On ne sait jamais trop où donner de la tête quand on veut approcher le personnage, tant il a pris lui-même plaisir à brouiller les pistes avant de tirer sa révérence. Diable d'homme. On peut y découvrir tout et son contraire. Saluer tout à la fois le libérateur des peuples et dénoncer l'oppresseur de ces mêmes peuples. Abominer l'ogre corse dévoreur de soldats et louer l'infatigable porteur des idéaux de liberté, d'égalité et de fraternité enfantés par la Révolution française. S'extasier devant l'oeuvre du législateur et détester l'appétit féroce du conquérant. Le super-héros parviendrait même à se rendre émouvant et attachant par de vraies fragilités.

Napoléon fut par-dessus tout homme de pouvoir et, par ses ambitions toujours inassouvies, homme à abattre. On ne renverse pas autant de trônes, on ne découronne pas autant de têtes, sans se heurter à la loi du nombre et sans finir par y succomber. Cet éternel stressé portait à bout de bras un empire à la taille devenue surhumaine. Condamné à de continuelles campagnes victorieuses, il est devenu prisonnier de ses incessantes conquêtes. Engagé dans une infernale course contre le temps, ce temps qui lui a toujours manqué pour asseoir son régime, il ne pouvait qu'être rattrapé puis dépassé par la démesure de ses desseins. Mais au fait, quels desseins ? Quinze ans d'une insolente domination sur l'Europe se sont clôturés sur une part de mystère. Lui qui a eu les deux tiers du continent à ses pieds, savait-il au juste ce qu'il rêvait d'en faire ?
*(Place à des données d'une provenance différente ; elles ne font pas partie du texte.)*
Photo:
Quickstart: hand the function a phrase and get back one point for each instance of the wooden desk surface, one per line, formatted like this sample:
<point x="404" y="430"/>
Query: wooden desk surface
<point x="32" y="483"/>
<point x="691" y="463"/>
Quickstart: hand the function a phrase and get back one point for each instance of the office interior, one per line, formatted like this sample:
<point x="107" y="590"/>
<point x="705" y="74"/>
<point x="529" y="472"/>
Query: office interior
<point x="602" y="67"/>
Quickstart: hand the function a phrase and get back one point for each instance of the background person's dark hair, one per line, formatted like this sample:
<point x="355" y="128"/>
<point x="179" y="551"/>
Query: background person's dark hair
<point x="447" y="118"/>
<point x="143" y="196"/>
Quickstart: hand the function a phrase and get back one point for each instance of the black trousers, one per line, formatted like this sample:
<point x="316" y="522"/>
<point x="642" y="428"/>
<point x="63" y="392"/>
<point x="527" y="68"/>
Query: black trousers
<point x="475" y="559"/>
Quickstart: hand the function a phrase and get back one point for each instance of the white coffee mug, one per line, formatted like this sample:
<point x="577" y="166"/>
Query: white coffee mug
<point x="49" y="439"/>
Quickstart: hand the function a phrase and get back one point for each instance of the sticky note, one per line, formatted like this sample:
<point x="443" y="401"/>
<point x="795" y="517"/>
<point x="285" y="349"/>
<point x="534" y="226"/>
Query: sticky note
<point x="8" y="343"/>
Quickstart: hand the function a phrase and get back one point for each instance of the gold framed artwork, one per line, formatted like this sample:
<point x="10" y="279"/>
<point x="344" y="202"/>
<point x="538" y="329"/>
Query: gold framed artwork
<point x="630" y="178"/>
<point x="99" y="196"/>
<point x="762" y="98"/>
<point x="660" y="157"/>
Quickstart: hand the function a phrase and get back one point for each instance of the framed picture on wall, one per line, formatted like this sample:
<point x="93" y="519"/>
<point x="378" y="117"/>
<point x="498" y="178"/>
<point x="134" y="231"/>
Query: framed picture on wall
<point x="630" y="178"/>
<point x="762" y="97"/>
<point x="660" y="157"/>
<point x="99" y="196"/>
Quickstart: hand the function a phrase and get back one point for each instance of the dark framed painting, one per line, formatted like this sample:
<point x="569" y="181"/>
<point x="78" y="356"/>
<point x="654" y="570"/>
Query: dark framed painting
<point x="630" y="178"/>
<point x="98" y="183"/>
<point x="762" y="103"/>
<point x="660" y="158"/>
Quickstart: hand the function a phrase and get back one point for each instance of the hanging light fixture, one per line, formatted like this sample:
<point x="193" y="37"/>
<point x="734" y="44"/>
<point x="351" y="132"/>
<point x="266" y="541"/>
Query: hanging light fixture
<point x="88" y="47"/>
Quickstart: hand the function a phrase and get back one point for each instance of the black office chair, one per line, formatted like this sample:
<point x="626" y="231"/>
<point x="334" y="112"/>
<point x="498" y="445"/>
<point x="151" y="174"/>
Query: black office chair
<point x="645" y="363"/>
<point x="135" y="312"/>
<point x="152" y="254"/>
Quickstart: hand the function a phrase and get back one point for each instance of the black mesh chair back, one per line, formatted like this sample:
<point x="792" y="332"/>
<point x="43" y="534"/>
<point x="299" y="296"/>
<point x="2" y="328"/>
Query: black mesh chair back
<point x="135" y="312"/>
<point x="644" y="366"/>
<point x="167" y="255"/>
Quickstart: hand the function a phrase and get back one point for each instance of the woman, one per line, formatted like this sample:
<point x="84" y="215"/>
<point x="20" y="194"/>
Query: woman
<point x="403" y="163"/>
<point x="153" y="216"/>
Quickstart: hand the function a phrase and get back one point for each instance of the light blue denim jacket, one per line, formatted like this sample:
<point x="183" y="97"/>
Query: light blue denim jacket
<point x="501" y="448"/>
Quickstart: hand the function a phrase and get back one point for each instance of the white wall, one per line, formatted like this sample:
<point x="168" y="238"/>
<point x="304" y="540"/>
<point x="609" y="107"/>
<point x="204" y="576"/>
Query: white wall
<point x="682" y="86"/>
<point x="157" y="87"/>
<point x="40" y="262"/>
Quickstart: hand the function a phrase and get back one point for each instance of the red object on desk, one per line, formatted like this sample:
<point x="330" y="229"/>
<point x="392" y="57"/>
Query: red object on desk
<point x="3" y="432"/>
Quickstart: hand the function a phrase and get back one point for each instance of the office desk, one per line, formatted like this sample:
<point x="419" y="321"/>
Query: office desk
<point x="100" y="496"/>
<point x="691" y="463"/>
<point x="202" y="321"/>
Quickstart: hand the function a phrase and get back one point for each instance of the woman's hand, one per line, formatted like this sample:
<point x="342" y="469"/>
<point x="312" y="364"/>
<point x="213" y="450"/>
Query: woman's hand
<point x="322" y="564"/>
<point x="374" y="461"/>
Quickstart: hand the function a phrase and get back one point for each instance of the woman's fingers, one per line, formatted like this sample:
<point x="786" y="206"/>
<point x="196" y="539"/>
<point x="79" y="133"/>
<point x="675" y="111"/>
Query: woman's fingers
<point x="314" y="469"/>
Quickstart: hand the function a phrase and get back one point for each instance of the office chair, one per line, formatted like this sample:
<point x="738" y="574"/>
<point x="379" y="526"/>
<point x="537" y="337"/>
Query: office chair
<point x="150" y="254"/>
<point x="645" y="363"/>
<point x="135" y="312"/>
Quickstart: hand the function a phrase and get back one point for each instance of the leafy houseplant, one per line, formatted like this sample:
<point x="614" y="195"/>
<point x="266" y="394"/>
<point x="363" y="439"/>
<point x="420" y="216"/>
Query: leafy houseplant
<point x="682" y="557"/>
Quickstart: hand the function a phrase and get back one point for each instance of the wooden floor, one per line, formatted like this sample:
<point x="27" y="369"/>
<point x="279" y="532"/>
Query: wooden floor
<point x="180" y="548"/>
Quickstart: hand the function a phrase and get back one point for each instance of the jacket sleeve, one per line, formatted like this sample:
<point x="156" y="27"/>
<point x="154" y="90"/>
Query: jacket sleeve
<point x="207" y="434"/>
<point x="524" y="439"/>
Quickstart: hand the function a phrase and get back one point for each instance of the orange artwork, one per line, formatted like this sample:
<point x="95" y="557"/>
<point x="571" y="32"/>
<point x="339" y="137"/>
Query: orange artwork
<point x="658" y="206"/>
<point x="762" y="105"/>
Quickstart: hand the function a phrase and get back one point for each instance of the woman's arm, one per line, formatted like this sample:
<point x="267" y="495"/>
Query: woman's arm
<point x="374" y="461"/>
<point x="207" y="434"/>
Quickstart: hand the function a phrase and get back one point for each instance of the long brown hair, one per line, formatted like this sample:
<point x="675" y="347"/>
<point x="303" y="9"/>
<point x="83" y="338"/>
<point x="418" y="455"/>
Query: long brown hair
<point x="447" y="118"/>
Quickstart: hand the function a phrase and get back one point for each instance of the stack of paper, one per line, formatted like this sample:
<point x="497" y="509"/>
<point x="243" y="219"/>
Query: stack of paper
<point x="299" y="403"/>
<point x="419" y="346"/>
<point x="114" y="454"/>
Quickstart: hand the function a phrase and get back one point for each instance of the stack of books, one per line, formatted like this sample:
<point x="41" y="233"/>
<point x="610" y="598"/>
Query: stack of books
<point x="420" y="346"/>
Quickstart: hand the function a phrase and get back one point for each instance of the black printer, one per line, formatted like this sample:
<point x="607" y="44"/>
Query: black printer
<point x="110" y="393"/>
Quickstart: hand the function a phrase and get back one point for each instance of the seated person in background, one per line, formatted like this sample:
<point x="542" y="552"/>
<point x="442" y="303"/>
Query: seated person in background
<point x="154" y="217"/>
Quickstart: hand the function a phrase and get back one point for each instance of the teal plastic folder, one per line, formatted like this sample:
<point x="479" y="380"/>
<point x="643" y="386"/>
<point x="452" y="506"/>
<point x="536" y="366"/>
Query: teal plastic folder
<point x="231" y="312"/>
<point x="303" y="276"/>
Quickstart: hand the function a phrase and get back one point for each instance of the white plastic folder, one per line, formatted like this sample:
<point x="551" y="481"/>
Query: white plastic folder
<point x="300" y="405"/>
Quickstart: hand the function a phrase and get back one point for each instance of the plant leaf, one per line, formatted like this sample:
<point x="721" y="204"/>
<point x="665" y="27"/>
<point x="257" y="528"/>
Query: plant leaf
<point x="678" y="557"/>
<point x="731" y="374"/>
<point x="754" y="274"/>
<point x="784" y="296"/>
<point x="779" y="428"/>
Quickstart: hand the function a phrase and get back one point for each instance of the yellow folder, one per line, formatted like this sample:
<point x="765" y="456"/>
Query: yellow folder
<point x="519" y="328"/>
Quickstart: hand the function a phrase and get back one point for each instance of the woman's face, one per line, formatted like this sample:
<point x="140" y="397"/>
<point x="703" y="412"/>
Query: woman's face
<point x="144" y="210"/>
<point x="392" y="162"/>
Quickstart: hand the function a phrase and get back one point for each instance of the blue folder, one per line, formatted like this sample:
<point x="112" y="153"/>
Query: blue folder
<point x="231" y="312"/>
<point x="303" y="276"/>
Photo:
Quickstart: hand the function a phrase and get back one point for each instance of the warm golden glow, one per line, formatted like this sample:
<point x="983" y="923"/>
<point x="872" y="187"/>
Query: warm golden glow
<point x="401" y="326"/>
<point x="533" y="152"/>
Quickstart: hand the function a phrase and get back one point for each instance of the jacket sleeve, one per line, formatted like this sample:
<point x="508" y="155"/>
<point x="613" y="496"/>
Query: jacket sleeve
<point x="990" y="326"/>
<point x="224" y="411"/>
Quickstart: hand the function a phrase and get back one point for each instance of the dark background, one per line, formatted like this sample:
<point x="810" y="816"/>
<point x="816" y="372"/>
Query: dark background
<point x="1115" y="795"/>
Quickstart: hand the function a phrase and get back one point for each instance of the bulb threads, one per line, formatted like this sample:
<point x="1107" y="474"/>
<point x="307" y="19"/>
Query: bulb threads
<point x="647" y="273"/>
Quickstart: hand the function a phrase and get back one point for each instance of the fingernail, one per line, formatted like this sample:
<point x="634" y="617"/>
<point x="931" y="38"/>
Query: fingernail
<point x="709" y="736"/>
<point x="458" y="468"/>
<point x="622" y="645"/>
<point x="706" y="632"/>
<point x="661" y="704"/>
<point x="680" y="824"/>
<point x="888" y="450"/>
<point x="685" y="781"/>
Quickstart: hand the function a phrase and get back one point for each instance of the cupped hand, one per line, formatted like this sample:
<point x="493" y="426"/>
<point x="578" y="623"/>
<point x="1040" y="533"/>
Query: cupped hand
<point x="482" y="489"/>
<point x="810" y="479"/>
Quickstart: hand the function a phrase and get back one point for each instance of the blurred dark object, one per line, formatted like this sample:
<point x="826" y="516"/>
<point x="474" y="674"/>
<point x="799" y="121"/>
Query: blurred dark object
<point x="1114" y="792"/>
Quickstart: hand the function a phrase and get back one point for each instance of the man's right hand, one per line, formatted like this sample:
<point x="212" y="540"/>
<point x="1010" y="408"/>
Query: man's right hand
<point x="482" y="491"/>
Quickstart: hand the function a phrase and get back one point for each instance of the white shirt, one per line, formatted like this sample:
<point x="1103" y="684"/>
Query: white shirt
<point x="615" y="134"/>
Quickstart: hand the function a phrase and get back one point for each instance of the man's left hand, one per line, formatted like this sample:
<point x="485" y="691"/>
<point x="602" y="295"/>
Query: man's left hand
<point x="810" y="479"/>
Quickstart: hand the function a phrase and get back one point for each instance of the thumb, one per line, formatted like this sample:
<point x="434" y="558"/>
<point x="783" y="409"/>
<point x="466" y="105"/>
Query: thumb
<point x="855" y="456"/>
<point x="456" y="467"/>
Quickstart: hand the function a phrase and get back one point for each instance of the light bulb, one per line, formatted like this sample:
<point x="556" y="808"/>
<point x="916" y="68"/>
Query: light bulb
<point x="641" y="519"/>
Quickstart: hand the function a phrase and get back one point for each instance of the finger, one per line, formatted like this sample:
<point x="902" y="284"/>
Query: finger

Il fallait bien que le " Dieu de la Guerre " morde un jour la poussière. Le destin a choisi nos contrées pour le baisser du rideau, un 18 juin 1815 à Waterloo. Mais c'est lorsque l'Aigle est définitivement foudroyé qu'il prend véritablement son envol.

Car nul plus que lui n'a autant soigné sa com, n'a autant veillé à ne jamais se faire oublier et à rester éternel objet d'engouement. A force de travailler à sa légende, ce grand homme d'1,69 mètre a rendu difficile la tâche de démêler le vrai du faux qu'il y a en lui. Le Napoléon authentique se dérobe volontiers devant le Napoléon devenu mythe. S'en dégage un personnage tout en ombres et en lumières. Rien à voir avec la figure intégralement et définitivement repoussante d'un Adolf Hitler, cet autre conquérant de l'Europe. Napoléon ne fut pas que ténèbres, monstruosités, mort et désolation, très loin de là.

Au travers de ce hors-série exceptionnel, Le Vif/L'Express invite à faire plus ample connaissance avec les multiples visages, souvent insaisissables, de ce petit Corse né voici 250 ans et que rien ne destinait à devenir empereur des Français.